El autor parte del modelo de TEMU y Shein —producción externalizada, compresión de costes y calidad ajustada para superar el filtro de una pantalla— para argumentar que los grandes modelos de lenguaje (LLM) ocupan hoy el lugar que antes tuvo la mano de obra barata: permiten producir software, textos y otros contenidos digitales a una fracción del coste anterior, con una calidad “suficiente” para muchos usuarios.

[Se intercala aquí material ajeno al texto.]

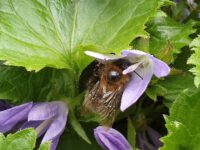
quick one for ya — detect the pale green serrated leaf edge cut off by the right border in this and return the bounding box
[187,35,200,87]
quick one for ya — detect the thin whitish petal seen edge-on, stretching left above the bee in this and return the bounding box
[85,51,125,63]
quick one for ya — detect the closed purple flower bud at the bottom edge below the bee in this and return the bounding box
[94,126,132,150]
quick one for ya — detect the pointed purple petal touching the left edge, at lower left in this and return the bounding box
[0,103,32,133]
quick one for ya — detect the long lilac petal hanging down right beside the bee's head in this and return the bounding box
[120,62,153,111]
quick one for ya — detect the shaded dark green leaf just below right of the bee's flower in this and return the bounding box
[146,71,198,107]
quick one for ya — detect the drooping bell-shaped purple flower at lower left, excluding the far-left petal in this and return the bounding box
[22,101,68,150]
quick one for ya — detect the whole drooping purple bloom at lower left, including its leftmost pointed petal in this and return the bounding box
[0,101,68,150]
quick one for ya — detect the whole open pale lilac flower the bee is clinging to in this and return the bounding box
[85,50,170,111]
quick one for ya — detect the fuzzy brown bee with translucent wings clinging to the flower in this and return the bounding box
[82,59,131,126]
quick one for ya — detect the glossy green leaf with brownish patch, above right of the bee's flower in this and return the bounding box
[147,17,195,56]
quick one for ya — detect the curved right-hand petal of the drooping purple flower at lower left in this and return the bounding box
[42,102,68,143]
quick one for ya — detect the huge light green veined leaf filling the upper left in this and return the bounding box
[0,0,162,71]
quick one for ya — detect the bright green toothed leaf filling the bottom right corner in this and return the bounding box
[162,91,200,150]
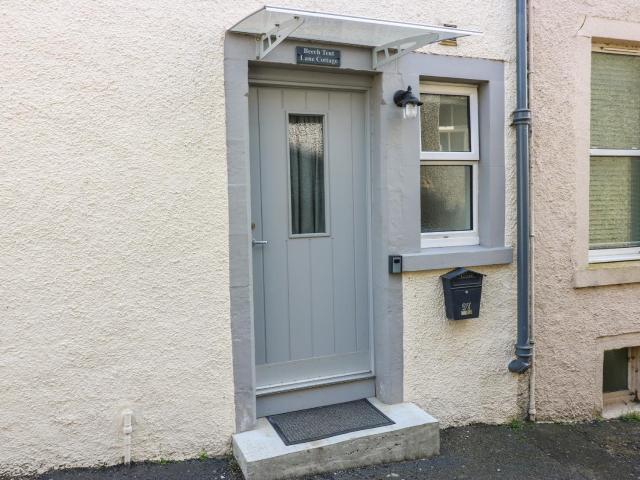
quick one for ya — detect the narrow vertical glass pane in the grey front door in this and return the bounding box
[289,114,326,235]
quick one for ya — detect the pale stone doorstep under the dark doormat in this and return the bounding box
[233,398,440,480]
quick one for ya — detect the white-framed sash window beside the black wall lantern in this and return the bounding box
[420,83,480,248]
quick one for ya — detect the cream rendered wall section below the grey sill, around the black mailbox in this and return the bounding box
[404,266,526,427]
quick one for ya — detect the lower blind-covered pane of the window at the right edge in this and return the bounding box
[589,157,640,249]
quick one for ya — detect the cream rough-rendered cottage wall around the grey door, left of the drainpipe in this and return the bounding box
[0,0,526,474]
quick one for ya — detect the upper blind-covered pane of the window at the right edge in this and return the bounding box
[591,53,640,150]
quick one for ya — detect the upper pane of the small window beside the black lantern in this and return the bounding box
[420,93,471,152]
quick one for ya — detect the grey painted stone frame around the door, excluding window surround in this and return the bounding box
[226,32,404,432]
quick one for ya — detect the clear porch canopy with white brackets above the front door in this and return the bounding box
[229,6,480,69]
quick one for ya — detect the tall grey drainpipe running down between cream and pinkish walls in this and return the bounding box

En el caso del software, el texto se apoya en datos de 2025: un informe de Veracode cifra en torno al 45% las muestras de código generado por IA que fallan pruebas de seguridad básicas; un estudio académico sobre Claude, Gemini, Codestral, GPT-4o y Llama-3 detecta incumplimientos de buenas prácticas y vulnerabilidades clasificadas (desbordamientos de búfer, credenciales hardcodeadas, inyección SQL); y un artículo peer-reviewed de IEEE-ISTAS documenta un aumento del 37,6% de vulnerabilidades críticas tras solo cinco iteraciones de prompt. El autor distingue entre el uso de estas herramientas por ingenieros experimentados y el “vibe coding” sin comprensión, que puede acumular deuda técnica y de seguridad difícil de revertir.
El artículo, explícitamente especulativo, cierra presentado como una hipótesis sobre un futuro aún no llegado, no como una predicción demostrada.